With a bit of luck you  are probably OK . Put a bit of pump fresh fuel in it and see how you go.. Engine manufacturers are saying to only buy fuel that you will use in 30 days. May be a bit ott but not a bad starting point. Fuel stored in a full sealed can will outlast that that has been shaken and aerated and left in a machine's fuel tank with a large surface area exposed to the air.

There  are various brands of fuel stabiliser or preservative on the market all claiming to combat the adverse effects of the ethanol which is now added to pump fuel at around ten percent and we are threatened with thirteen percent. I use the Briggs and Stratton product that was called Fuel Fit and now Fuel Fresh (or was it the other way round ?)

Whatever  brand you use,  it must be added to fresh fuel; it won't rescue fuel that's already on the turn.

andy 7671 Thu, 28/08/2014

Thanks yet again Wristspin.

​So does the stabiliser eat away at solid residue or just enhance new fuel....?

Would spraying carb cleaner down fuel lines and carb be worthwhile or is its use confined to cleaning components...?

wristpin Thu, 28/08/2014

Stabiliser is marketed as a preventative and not a cure but I have double dosed it in a running engine and convinced myself that it has made a difference! If the fuel has degraded to the extent that it is "waxing" in the jets etc, dismantling plus carb cleaner or ultimately a session on an ultra sonic cleaning tank will be required.

I've never tried squirting carb cleaner through a running engine but I don't suppose it would do any harm in small quantities and it's probably little different from the fuel system conditioners that a sold for regular addition to the tank. In excess it may tend to "dry out" the bore..

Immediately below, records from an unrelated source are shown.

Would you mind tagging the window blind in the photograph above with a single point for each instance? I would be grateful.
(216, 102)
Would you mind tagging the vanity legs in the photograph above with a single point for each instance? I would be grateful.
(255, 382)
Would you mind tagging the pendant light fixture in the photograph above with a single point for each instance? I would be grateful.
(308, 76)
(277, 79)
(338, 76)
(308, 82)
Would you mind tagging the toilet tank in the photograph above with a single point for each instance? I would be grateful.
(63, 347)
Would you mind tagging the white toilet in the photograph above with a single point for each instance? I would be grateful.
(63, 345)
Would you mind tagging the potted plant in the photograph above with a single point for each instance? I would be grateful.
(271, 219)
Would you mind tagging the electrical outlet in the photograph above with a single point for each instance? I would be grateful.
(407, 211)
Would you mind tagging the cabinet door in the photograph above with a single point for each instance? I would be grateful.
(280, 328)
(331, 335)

In the days of low performance, carburetor fed car engines, that needed regular de-cokes, Redex used to promote a "ten minute tune up"  which involved dribbling neat Redex down the carb throat of a warmed up running engine . Get it right and the neighbourhood was obscured by white smoke, get it wrong and you stalled the engine and had to dose with a bit of petrol to get it going - even more white smoke! Either way one was convinced that something had been achieved even if the neighbours were not too impressed!

 

andy 7671 Thu, 28/08/2014

Yeah, redex, I well remember trying to do that, slackening the pinch bolt and turning distributor, listening to twin carbs with a bit of hose...thought I was so clever, them were the days..

wristpin Thu, 28/08/2014

http://www.gunson.co.uk/item.aspx?code=G4074

Think that I may still got one somewhere left over from car fettling days in the 60s but it seems that they are still made! Must dig it out and see if it will work in a Villiers!

As for listening to inlet noise with a bit of pipe I know that I still have a Crypton air flow meter and also some fairly crude pointers for sticking in the top of SUs and Strombergs to see if the pistons are lifting by equal amounts - happy days!